Le ministre des Affaires étrangères, M. Dimitris Avramopoulos a participé hier soir à un dîner de travail des ministres des Affaires étrangères de l’Union européenne avec le ministre des Affaires étrangères de la Fédération de Russie, M. S. Lavrov. La rencontre a été l’occasion pour un échange des vues dans le cadre de la réunion au sommet imminente entre l’Union européenne et la Russie en décembre, à Bruxelles. La Grèce soutient avec constance la promotion et le développement des relations entre l’UE et la Russie qui constitue un important partenaire stratégique de l’UE.
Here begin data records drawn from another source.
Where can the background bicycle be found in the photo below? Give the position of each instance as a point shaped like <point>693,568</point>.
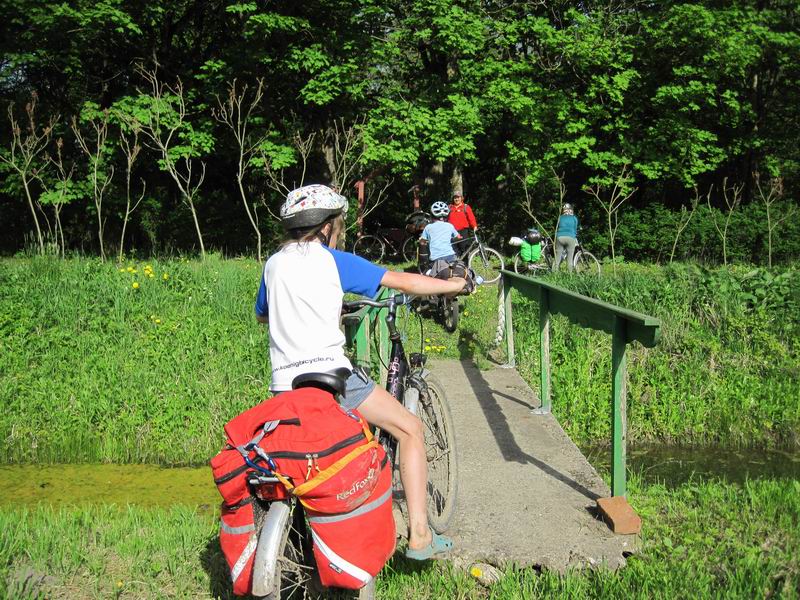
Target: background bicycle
<point>284,561</point>
<point>583,261</point>
<point>393,242</point>
<point>486,262</point>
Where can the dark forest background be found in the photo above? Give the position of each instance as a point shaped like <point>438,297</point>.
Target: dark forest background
<point>178,126</point>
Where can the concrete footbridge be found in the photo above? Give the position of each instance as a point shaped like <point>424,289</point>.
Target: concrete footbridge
<point>527,495</point>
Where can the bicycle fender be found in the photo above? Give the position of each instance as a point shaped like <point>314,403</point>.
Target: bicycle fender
<point>269,547</point>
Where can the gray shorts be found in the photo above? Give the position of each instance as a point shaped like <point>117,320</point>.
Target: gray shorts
<point>359,386</point>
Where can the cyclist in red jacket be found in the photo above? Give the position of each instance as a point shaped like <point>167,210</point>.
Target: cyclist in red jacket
<point>462,218</point>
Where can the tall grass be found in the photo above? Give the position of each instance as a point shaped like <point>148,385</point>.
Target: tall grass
<point>703,539</point>
<point>142,362</point>
<point>93,369</point>
<point>725,371</point>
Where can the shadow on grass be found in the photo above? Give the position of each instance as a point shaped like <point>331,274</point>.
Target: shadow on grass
<point>214,564</point>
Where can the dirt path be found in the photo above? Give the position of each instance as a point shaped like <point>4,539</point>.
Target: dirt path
<point>526,492</point>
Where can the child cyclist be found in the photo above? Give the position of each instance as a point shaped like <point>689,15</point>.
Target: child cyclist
<point>300,297</point>
<point>440,234</point>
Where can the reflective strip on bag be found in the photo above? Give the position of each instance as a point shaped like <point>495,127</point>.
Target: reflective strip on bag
<point>244,557</point>
<point>363,509</point>
<point>236,530</point>
<point>340,563</point>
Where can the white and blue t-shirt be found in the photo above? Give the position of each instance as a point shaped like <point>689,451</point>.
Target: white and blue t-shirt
<point>301,292</point>
<point>440,235</point>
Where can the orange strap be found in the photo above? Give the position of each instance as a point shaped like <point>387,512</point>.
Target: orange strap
<point>323,476</point>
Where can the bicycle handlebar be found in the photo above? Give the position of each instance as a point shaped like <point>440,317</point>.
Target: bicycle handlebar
<point>390,302</point>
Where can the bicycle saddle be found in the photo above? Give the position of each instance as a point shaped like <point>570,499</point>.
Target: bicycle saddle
<point>333,381</point>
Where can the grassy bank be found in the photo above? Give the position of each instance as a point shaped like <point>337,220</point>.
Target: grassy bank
<point>701,540</point>
<point>145,362</point>
<point>142,362</point>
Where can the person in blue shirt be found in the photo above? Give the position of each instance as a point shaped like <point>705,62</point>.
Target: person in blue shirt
<point>440,234</point>
<point>566,236</point>
<point>300,298</point>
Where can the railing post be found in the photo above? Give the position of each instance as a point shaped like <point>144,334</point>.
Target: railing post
<point>619,420</point>
<point>361,340</point>
<point>383,337</point>
<point>510,361</point>
<point>544,352</point>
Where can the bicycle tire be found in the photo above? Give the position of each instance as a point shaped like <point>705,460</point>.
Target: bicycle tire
<point>490,270</point>
<point>410,249</point>
<point>440,450</point>
<point>370,247</point>
<point>295,569</point>
<point>450,308</point>
<point>586,262</point>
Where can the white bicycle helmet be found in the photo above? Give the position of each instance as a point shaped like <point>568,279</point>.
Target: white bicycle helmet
<point>440,209</point>
<point>311,205</point>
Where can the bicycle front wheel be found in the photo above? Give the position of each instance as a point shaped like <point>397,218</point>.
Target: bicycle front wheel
<point>370,247</point>
<point>487,264</point>
<point>585,262</point>
<point>440,449</point>
<point>410,249</point>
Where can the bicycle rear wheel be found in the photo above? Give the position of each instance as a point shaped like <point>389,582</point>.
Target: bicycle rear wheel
<point>370,247</point>
<point>440,449</point>
<point>487,266</point>
<point>294,572</point>
<point>585,262</point>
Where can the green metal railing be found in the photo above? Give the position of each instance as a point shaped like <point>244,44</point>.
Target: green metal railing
<point>625,326</point>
Lors du déjeuner de travail ont été abordées les relations entre l’UE et la Russie ainsi que leurs aspects plus particuliers tels que le Partenariat sur la modernisation (Partnership for Modernization) et l’Etat de droit, les négociations en cours sur la signature d’un nouvel accord de coopération entre l’UE et la Russie (New Agreement), dans le cadre aussi de l’adhésion, il y a quelques mois, de la Russie à l’Organisation Mondiale du Commerce, l’énergie, les visas et la coopération en matière de gestion de crises. Ont été également abordées des questions d’intérêt régional et international, telles que la Transnistrie, la Géorgie, l’Iran et la Syrie.
Dans son intervention, le ministre des Affaires étrangères a souligné l’importance qu’accordait la Grèce au renforcement ultérieur du partenariat stratégique entre l’UE et la Fédération de Russie, ce qui serait dans l’intérêt des deux parties. Dans ce cadre, une importance particulière est accordée au parachèvement dans les plus brefs délais du nouvel accord de coopération entre les deux parties ce qui sera la pierre angulaire des relations UE-Russie dans des domaines d’importance majeure, telles que le commerce, les investissements et l’énergie. M. Avramopoulos a souligné que la Grèce attendait avec intérêt la réunion au sommet UE-Russie lequel renforcerait les relations stratégiques et donnerait les orientations politiques nécessaires pour les prochains pas à franchir.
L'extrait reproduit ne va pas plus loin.